L'histoire de la déportation présente des ressemblances frappantes avec ce que nous appelons de nos jours le "nettoyage ethnique". Mes ancêtres décidèrent de ne choisir le camp d'aucun des belligérants dans les guerres opposant la France et l'Angleterre au XVIIIe siècle. Bien que les Acadiens aient démontré leur neutralité depuis un certain nombre d'années, les forces britanniques n'en avaient que faire en 1755. Les gens étaient considérés soit comme des alliés, soit comme des ennemis; ils ne pouvaient pas être neutres. Les Britanniques pressèrent les Acadiens de signer un serment d'allégeance qui les aurait obligés à prendre les armes contre les ennemis de la Grande-Bretagne. Les Acadiens insistèrent pour demeurer neutres.

On connaît la suite de l'histoire. Quelque 10 000 Acadiens furent entassés sur des navires britanniques. Des familles furent séparées. De nombreux déportés périrent en mer. Les maisons furent incendiées, les documents furent déchirés et le bétail fut confisqué au profit de la Couronne d'Angleterre afin qu'il fût clair que les Acadiens ne pouvaient plus revenir. Certains déportés parvinrent à se rendre en Louisiane, où ils donnèrent naissance à la culture cajun. D'autres trouvèrent refuge dans diverses communautés le long de la côte est américaine, depuis les Carolines jusqu'au Maine. D'autres encore furent transportés en Angleterre et en France.

Mes propres ancêtres furent emprisonnés au fort Lawrence, en Nouvelle-Écosse, en août 1755, mais ils réussirent à s'échapper par un tunnel qu'ils creusèrent sous le fort. Ils allèrent vers le nord, au Nouveau-Brunswick, se cachèrent dans les bois et éventuellement s'établir près de Bouctouche, une petite localité rendue célèbre récemment par la pièce de théâtre La Sagouine, d'Antonine Maillet. Ils y cultivèrent la terre et travaillèrent dans la forêt, cherchant à nourrir leurs familles du mieux qu'ils pouvaient. Ils se tournaient vers l'Église catholique romaine pour les guider sur les plans spirituel et politique. Ils survécurent et triomphèrent de l'adversité.
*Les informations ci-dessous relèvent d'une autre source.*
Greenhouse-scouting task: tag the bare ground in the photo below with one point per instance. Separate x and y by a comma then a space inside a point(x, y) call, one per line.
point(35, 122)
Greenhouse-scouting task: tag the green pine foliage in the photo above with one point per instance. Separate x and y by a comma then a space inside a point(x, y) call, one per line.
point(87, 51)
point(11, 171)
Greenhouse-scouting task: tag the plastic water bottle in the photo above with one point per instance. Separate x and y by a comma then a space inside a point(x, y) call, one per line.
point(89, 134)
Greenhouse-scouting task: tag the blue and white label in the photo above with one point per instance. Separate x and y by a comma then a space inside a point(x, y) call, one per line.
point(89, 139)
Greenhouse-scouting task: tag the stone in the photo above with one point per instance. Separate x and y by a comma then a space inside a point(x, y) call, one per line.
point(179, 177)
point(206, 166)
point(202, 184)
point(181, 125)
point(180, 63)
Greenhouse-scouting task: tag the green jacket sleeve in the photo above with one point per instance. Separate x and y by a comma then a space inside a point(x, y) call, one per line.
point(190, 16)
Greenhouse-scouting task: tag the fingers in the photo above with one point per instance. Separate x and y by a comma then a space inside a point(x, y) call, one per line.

La collectivité acadienne est maintenant dotée de sa propre université et a produit récemment une classe d'entrepreneurs qui connaissent beaucoup de succès. La présence des Acadiens se fait sentir dans le monde des affaires, le gouvernement, les beaux-arts, la littérature et les professions libérales, avec des personnalités comme Louis Robichaud, Roméo LeBlanc ou Antonine Maillet.

Une fierté canadienne

Même s'ils se mêlèrent peu aux débats, la plupart de mes ancêtres votèrent contre la Confédération. Toutefois, dès que le Canada devint une réalité, les Acadiens -- avec tout le pragmatisme qui les caractérise -- décidèrent de s'y rallier. Depuis, nous avons toujours été fiers d'être Canadiens.
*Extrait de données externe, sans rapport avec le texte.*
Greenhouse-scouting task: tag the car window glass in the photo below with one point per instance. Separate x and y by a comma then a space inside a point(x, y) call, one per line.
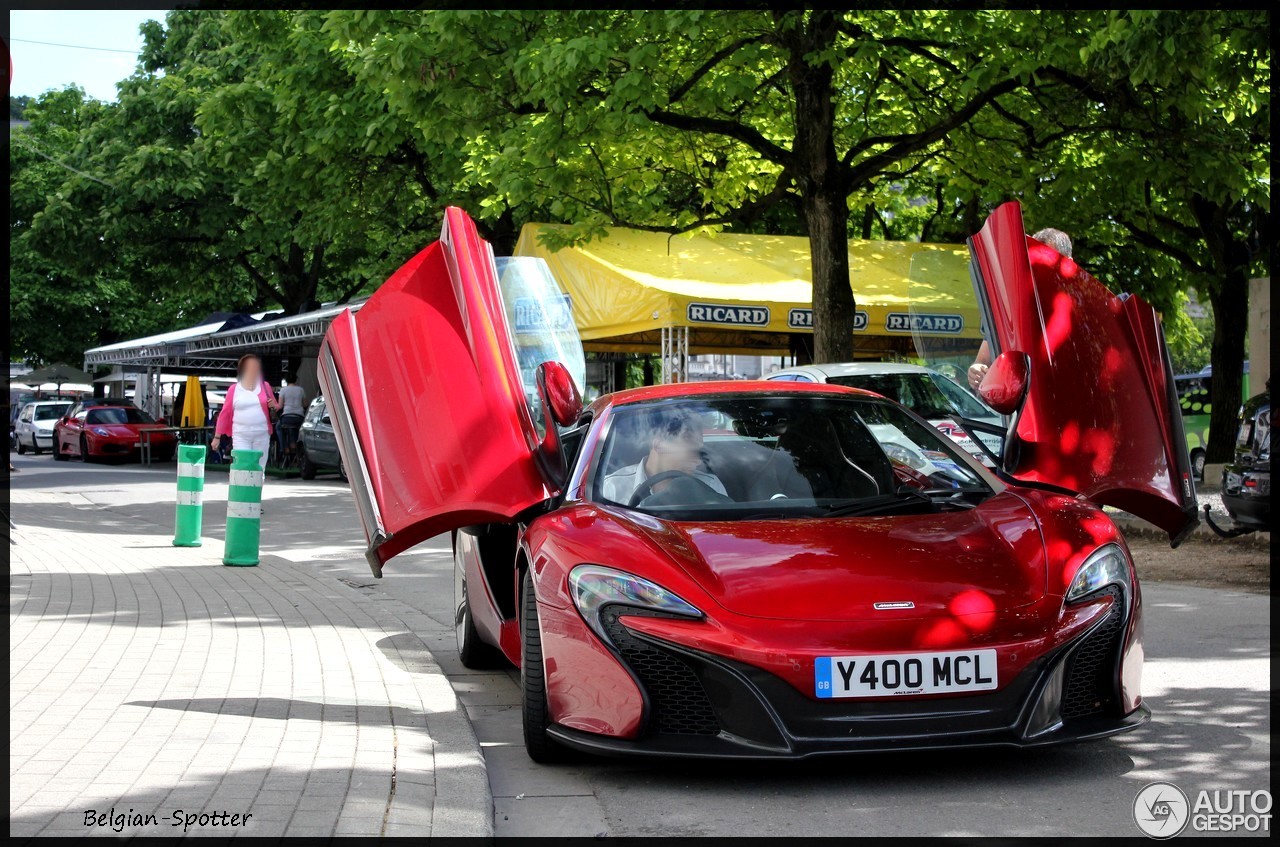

À bien des égards, l'histoire des Acadiens et de la Proclamation royale témoigne de ce que sont le Canada et les valeurs canadiennes. Le Canada donne aux peuples et aux individus la possibilité de rebâtir leurs communautés et de reconstruire leurs vies brisées. Ces dernières années, le Canada a accueilli des boat people venus du Vietnam et des réfugiés fuyant les opérations de nettoyage ethnique en Europe de l'Est.
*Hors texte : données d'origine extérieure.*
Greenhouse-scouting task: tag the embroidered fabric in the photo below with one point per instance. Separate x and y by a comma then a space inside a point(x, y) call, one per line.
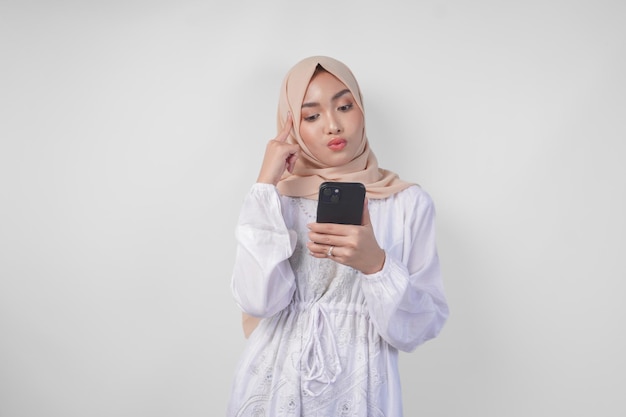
point(323, 354)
Il existe un parallèle entre leur histoire et celle de la déportation des Acadiens -- et c'est peut-être pour cette raison, et en raison des expériences éprouvantes qu'ont vécues mes ancêtres, que je suis toujours fier de voir mon pays ouvrir ses frontières à de nouveaux Canadiens et Canadiennes en quête d'un nouveau foyer où refaire leur vie. Les néo-Canadiens se voient offrir une multitude de nouvelles possibilités à condition qu'ils abandonnent leurs vieilles querelles derrière eux et qu'ils renoncent au ressentiment et à l'amertume.

La Proclamation royale contient de nombreux messages. Il y en a deux que j'aimerais retenir, à savoir que le Canada rend possible la dignité collective et que nos institutions politiques fonctionnent. Tant le pays que ses institutions politiques nous ont bien servis, et nous devrions nous garder de les tenir pour acquis.